Village Siding and Windows
(810)  966-9206

We remove ice dams

Posted by Jeff admin on 2/21/2014


We can help fix ice dam issues.

diagram of an ice dam

What Causes the ice dam? Think of your roof as having two parts; a warm roof and a cold roof. The warm roof being the area you see when looking in your attic and the cold roof being the area that extends beyond your exterior walls, the overhang.
  1. Snow falls and builds up on the roof.
  2. Heat from the inside of our homes rise through the ceiling and into the attic.
  3. That heat warms up the underside of the roof deck causing the snow on top to start melting. The melted snow starts draining toward the gutters.
  4. If you have an overhang on your roof this is where your ice dam will typically begin. Since the overhang doesn’t receive the heat that escapes into the attic, the snow and ice melts at a slower rate than the warm section of the roof. Without a way to get off the roof and into the gutter, the melted snow stops and re-freezes at the cold section of the roof. When this process repeats itself, the buildup of the ice dam appears.
Why does this happen?
  1. We live in Michigan. It snows and is often very cold.
  2. We have gaps between our insulation and framing that allows the heat to escape to the roof or we don’t have the adequate amount of insulation required for our climate.
  3. We don’t have the proper ventilation circulating through the attic to control the heat and humidity.
  4. Sometimes ice dams will form in the gutter.  This often happens when the gutters are full of debris and the water can’t drain to the downspouts so it freezes and builds up over the roof.
What damage can occur?
  1. The weight of the ice dam can bring down gutters not to mention produce large ice cycles that can be a danger to people below.
  2. Water trying to drain can be diverted behind the fascia and enter the attic causing a leak to occur in the ceiling.
  3. Water that gets trapped in soffits and walls promotes the growth of rot and mold on wood and drywall.
  4. On older roofs that have no ice dam membrane or roofs with an improperly installed membrane, water can be forced under the shingles causing damage to the roof and leakage into the attic.
  5. In extreme cold, wood tends to shrink leaving nail heads exposed and loosening boards. The weight of a gutter attached to a loose fascia board can cause the gutter to come down often with the board attached, damaging drip edge and shingles in the process.
How do we fix it? Remember, the key is to keep the temperature in the attic close to the temperature outside. If we let it rise to a level where condensation forms on the underside of the roof deck, then we are running an additional risk for rot and mold growth.
  1. INSULATE. A minimum R-value of 49 is recommended for southeast Michigan. 
    The R-value of insulation is determined by its thickness and density. Different types of insulation will carry a different r-value per inch. A quick way to see if you have the minimum insulation required is to check with a tape measure. If you have fiberglass insulation, then you should have a minimum of 14” for batts or rolls and a minimum of 16.5” for loose fill. If you have cellulose then the minimum settled insulation should be 14”.

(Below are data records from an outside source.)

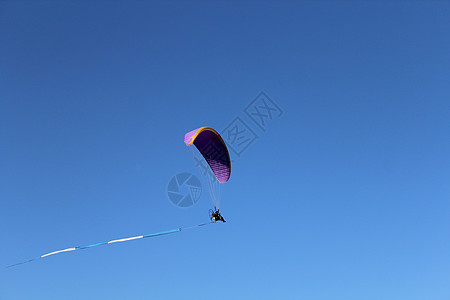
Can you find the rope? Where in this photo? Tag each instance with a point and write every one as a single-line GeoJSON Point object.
{"type": "Point", "coordinates": [110, 242]}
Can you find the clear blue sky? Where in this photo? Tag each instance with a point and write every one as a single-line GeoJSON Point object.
{"type": "Point", "coordinates": [345, 196]}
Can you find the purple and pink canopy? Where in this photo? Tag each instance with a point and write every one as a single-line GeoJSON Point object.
{"type": "Point", "coordinates": [211, 146]}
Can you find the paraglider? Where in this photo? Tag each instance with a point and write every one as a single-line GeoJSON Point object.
{"type": "Point", "coordinates": [216, 216]}
{"type": "Point", "coordinates": [211, 146]}
{"type": "Point", "coordinates": [214, 151]}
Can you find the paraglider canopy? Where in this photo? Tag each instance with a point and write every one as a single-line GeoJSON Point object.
{"type": "Point", "coordinates": [212, 147]}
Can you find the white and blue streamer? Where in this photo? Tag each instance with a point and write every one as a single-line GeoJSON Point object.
{"type": "Point", "coordinates": [110, 242]}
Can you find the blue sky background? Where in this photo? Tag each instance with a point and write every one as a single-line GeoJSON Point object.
{"type": "Point", "coordinates": [345, 196]}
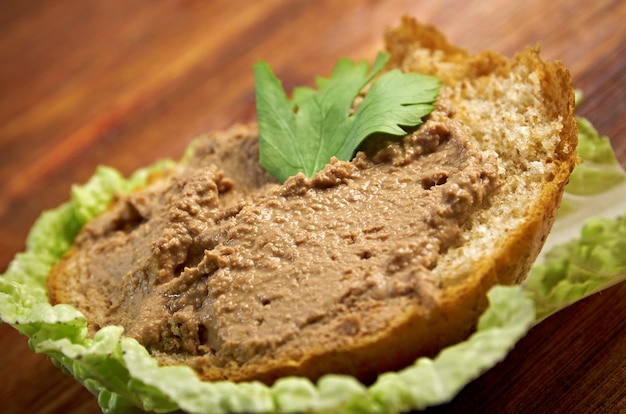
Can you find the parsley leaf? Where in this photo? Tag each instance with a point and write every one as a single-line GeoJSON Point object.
{"type": "Point", "coordinates": [303, 133]}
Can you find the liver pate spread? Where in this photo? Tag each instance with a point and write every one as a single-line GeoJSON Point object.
{"type": "Point", "coordinates": [220, 264]}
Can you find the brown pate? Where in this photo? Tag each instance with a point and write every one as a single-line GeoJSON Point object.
{"type": "Point", "coordinates": [219, 263]}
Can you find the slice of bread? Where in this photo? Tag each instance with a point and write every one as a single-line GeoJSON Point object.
{"type": "Point", "coordinates": [351, 309]}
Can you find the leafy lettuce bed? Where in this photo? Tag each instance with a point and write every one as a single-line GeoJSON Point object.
{"type": "Point", "coordinates": [583, 254]}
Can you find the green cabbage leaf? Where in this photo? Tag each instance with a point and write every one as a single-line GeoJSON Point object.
{"type": "Point", "coordinates": [583, 255]}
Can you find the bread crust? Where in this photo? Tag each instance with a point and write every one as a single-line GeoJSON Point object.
{"type": "Point", "coordinates": [426, 329]}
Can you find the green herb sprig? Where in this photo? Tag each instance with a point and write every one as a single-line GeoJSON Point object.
{"type": "Point", "coordinates": [303, 133]}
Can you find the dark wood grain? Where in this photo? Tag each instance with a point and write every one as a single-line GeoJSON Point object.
{"type": "Point", "coordinates": [126, 83]}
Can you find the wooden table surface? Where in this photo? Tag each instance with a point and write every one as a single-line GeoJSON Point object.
{"type": "Point", "coordinates": [84, 83]}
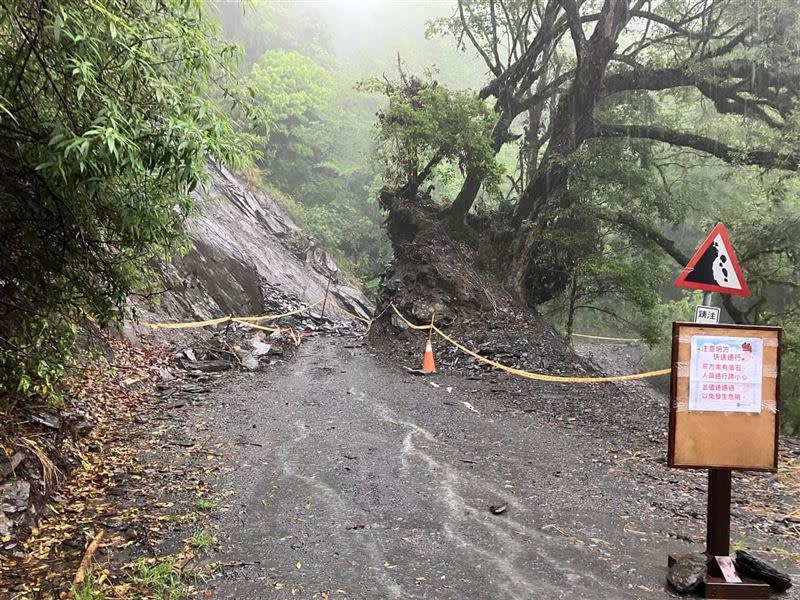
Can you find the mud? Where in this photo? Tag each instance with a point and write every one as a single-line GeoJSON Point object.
{"type": "Point", "coordinates": [351, 479]}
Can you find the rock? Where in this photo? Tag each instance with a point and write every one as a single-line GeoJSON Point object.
{"type": "Point", "coordinates": [6, 525]}
{"type": "Point", "coordinates": [249, 362]}
{"type": "Point", "coordinates": [398, 322]}
{"type": "Point", "coordinates": [688, 572]}
{"type": "Point", "coordinates": [207, 366]}
{"type": "Point", "coordinates": [14, 496]}
{"type": "Point", "coordinates": [259, 348]}
{"type": "Point", "coordinates": [163, 373]}
{"type": "Point", "coordinates": [754, 567]}
{"type": "Point", "coordinates": [7, 467]}
{"type": "Point", "coordinates": [47, 419]}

    Do you have the minimum required insulation level?

  2. AIR SEAL. Make sure penetrations and fixtures in our attics are sealed. The Department of Energy estimates that 40% of our homes energy use is lost to air movement. Where air goes so does the heat. Check things like recessed lighting and duct work in the attic. Bathroom fans and skylights. If there is a void around these and most times there are, then heat will escape into the attic. WARNING – Be careful when insulating around recessed lighting and follow the manufacturers instructions to prevent chance of fire.
  3. VENTILATE. Make sure you have enough airflow moving into the attic balanced with roof vents to let heat and moisture escape.